If you are using the svmutil package, then you can get support vectors, coefficients and rho as follows,
m = svmutil.svm_train( y, xs, "-s 3 -t 2" ) # EPSILON_SVR and RBF kernel
rho = m.rho[0]
svs = m.get_SV() # Dictionary with indices 1, 2 corresponding to i-th dim on support vector
sv_coeffs = m.get_sv_coef()
After almost a month, I found that there is no way to get the rho or SVs from the svm_model so generated. If somebody came looking to find one, use scikit-learn which gives you the support vectors, the dual intercepts, and rho value without any hassle. Additionally, it is faster than python implementation of libsvm and support numpy arrays and matrices.
One important concept in SVM is $\alpha$, (see this answer for details), the lagrange multipliers. For each data point $i$, there is associated $\alpha_i$. Most $\alpha_i$ will close to $0$, for non-zero ones, it is a support vector. Counting non-zero $\alpha$ is the way to go. Different software will have different implementations.

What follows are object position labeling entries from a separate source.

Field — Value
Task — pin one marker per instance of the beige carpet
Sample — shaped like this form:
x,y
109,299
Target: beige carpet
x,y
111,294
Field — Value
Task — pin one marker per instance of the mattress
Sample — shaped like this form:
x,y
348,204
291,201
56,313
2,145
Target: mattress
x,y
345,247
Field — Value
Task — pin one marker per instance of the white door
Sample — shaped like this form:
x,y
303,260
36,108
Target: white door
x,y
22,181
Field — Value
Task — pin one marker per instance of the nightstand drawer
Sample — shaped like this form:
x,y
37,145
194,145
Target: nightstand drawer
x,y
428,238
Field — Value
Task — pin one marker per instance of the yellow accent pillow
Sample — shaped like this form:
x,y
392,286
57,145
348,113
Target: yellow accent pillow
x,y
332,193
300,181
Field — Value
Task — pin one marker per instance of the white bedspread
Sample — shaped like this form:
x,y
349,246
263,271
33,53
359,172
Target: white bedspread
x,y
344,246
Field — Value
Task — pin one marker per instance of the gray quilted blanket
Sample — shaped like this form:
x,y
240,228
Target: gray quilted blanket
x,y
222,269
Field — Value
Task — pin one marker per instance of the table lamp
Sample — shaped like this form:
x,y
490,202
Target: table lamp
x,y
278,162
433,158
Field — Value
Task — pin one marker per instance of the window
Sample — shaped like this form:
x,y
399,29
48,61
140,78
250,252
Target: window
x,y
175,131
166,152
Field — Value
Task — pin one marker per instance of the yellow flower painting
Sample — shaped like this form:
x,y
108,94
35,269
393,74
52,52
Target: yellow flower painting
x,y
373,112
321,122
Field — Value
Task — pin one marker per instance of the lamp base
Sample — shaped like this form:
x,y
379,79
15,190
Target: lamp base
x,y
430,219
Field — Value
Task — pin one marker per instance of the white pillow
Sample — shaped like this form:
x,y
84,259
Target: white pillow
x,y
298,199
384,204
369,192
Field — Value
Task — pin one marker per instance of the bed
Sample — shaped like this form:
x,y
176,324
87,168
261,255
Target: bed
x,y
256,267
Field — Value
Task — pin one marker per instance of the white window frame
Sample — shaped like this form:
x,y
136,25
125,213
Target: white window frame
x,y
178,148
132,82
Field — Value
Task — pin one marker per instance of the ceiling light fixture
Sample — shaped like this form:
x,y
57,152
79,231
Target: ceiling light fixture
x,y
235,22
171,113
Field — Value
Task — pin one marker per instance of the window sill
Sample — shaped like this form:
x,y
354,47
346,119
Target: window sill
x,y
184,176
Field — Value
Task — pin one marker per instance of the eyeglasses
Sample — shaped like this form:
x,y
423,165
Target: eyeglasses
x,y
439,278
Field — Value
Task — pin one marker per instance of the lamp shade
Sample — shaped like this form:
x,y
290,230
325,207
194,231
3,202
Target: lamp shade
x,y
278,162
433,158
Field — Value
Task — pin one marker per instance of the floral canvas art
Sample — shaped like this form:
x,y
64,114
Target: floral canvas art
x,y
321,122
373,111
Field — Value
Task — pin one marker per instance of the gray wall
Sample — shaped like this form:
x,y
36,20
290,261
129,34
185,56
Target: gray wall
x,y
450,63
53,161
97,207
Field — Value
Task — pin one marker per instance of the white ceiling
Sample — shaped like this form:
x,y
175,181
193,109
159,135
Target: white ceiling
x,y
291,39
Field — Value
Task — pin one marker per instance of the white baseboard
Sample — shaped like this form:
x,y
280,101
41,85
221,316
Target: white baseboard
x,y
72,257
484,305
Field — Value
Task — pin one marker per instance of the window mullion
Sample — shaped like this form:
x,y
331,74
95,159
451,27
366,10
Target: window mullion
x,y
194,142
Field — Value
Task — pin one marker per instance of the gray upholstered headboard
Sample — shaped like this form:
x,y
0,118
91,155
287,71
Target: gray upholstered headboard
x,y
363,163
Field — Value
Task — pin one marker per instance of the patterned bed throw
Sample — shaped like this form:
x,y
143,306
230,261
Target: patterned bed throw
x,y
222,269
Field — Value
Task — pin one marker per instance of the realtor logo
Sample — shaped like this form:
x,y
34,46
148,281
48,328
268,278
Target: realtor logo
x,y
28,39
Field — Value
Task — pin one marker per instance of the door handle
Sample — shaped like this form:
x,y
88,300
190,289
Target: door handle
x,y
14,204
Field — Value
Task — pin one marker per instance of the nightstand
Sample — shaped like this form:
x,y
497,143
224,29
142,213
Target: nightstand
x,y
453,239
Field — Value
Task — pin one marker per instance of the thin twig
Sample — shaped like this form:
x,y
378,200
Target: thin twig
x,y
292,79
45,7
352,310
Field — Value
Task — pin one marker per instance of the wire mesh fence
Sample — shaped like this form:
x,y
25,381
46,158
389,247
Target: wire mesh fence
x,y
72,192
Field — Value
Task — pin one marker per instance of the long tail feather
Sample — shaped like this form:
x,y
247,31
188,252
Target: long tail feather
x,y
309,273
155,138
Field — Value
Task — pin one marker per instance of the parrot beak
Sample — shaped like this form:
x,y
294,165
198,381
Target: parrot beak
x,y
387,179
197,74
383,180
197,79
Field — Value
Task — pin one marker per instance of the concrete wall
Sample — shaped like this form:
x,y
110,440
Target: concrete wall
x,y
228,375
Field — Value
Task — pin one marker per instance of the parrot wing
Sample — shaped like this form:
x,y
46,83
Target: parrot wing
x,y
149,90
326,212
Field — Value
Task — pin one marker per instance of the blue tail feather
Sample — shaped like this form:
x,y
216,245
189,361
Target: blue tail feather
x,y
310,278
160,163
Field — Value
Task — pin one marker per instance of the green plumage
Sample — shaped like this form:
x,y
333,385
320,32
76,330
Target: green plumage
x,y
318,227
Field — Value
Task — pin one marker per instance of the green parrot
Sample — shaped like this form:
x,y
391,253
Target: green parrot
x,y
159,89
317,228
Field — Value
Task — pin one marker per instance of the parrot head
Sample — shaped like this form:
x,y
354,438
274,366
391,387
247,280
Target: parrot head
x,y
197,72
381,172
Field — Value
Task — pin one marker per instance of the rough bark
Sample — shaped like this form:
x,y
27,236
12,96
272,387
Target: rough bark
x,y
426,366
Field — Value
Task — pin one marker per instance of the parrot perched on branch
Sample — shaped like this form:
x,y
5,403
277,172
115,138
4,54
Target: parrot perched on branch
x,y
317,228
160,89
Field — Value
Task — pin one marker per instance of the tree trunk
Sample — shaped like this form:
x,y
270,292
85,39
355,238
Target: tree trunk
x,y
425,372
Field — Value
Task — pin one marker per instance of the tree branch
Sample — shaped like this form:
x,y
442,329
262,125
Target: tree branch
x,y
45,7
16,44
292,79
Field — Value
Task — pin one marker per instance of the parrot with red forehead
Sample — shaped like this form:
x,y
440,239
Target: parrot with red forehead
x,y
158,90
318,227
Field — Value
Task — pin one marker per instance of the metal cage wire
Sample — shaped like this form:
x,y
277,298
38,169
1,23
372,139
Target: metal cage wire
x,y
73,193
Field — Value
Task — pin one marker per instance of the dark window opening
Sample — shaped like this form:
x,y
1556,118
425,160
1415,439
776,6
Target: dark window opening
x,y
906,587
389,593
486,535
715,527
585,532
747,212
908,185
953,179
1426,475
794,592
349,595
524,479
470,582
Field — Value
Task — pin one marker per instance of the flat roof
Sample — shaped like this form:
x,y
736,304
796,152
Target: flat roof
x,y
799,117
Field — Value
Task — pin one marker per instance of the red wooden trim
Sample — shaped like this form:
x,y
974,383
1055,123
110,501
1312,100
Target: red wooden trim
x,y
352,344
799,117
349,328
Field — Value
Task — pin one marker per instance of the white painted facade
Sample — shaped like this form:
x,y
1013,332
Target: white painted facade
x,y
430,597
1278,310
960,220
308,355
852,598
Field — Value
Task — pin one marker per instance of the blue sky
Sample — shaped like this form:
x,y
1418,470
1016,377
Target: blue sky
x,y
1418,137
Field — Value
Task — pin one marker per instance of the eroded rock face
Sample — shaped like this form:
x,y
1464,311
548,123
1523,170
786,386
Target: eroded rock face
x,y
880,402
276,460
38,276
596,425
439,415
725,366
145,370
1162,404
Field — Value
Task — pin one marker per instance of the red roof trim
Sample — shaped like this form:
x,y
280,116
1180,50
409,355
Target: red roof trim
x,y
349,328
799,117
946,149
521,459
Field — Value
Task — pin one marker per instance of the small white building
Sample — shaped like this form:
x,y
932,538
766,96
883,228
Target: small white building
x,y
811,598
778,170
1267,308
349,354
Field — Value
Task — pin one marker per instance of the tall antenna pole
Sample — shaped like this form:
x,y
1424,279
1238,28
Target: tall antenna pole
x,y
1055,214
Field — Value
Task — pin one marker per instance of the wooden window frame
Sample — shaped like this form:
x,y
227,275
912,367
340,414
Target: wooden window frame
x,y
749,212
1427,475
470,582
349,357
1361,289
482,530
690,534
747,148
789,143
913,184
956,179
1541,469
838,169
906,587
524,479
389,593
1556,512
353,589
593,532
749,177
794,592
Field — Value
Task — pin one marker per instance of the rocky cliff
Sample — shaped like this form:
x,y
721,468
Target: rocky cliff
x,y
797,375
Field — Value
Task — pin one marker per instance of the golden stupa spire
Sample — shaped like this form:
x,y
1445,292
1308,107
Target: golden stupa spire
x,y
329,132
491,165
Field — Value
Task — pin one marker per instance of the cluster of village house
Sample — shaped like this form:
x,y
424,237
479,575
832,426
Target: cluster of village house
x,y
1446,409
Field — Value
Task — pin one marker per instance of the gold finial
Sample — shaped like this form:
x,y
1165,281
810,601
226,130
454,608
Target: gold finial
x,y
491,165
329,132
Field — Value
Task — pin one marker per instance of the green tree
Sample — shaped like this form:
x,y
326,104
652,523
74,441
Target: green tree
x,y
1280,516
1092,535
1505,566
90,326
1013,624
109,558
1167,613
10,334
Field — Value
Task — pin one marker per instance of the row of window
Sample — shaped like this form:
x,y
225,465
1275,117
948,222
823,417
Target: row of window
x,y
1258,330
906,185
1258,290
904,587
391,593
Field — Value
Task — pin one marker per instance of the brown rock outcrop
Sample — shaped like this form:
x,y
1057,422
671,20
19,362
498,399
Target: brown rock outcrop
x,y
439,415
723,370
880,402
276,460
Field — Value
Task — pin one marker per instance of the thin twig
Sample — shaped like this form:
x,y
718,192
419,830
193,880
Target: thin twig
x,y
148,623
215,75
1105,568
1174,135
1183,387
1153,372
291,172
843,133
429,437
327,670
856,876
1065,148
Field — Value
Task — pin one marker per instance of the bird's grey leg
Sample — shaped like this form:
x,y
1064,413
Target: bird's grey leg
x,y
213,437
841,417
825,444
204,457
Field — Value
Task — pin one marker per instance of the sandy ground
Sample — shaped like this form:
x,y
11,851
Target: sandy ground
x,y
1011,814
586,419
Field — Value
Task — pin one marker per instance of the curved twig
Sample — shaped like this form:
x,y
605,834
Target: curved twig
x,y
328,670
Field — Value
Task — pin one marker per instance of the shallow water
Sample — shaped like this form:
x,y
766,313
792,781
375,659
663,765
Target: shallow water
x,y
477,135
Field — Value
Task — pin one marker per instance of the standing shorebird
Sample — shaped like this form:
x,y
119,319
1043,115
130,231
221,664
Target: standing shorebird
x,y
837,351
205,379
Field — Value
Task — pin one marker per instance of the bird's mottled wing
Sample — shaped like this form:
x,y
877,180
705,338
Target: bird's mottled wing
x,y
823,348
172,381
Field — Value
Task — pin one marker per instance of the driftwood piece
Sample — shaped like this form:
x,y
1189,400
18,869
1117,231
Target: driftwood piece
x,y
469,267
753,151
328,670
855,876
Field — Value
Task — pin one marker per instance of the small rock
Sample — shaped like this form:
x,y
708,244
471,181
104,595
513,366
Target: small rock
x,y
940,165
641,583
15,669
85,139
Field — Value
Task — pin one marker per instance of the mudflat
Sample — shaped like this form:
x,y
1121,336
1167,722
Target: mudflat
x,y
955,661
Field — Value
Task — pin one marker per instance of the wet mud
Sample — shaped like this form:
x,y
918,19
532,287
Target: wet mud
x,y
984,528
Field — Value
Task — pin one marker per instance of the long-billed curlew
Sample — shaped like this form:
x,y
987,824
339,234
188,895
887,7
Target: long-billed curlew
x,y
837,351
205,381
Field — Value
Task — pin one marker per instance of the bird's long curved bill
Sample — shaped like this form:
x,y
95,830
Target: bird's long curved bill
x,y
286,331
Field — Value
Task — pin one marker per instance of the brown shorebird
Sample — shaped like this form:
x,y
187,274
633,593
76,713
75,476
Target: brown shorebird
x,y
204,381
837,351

Here is a reproducible example in R.
library(mlbench)
library(kernlab)
set.seed(1)
d=mlbench.2dnormals(100,sd=0.5)
svp <- ksvm(d$x,d$classes,type="C-svc",kernel="polydot",
prob.model=TRUE,kpar=list(degree=1, scale=1, offset=0))
plot(svp,data=x)
Here is the output for svp, and length(svp@alpha[[1]]). Note there are $6$ support vectors in this case (as plotted in the figure, $6$ solid black points), and the length of $\alpha$ is 6, since it contains only none-zero values.
> svp
Support Vector Machine object of class "ksvm"
SV type: C-svc (classification)
parameter : cost C = 1
Polynomial kernel function.
Hyperparameters : degree = 1 scale = 1 offset = 0
Number of Support Vectors : 6
Objective Function Value : -2.6809
Training error : 0
Probability model included.
> svp@alpha
[[1]]
[1] 1.0000000 0.3360636 1.0000000 0.8088748 1.0000000 0.1449384
If you are using scikit-learn library in Python, you can use
clf.support_vectors_
where clf is your support vector classifier. More information on the attributes can be found here.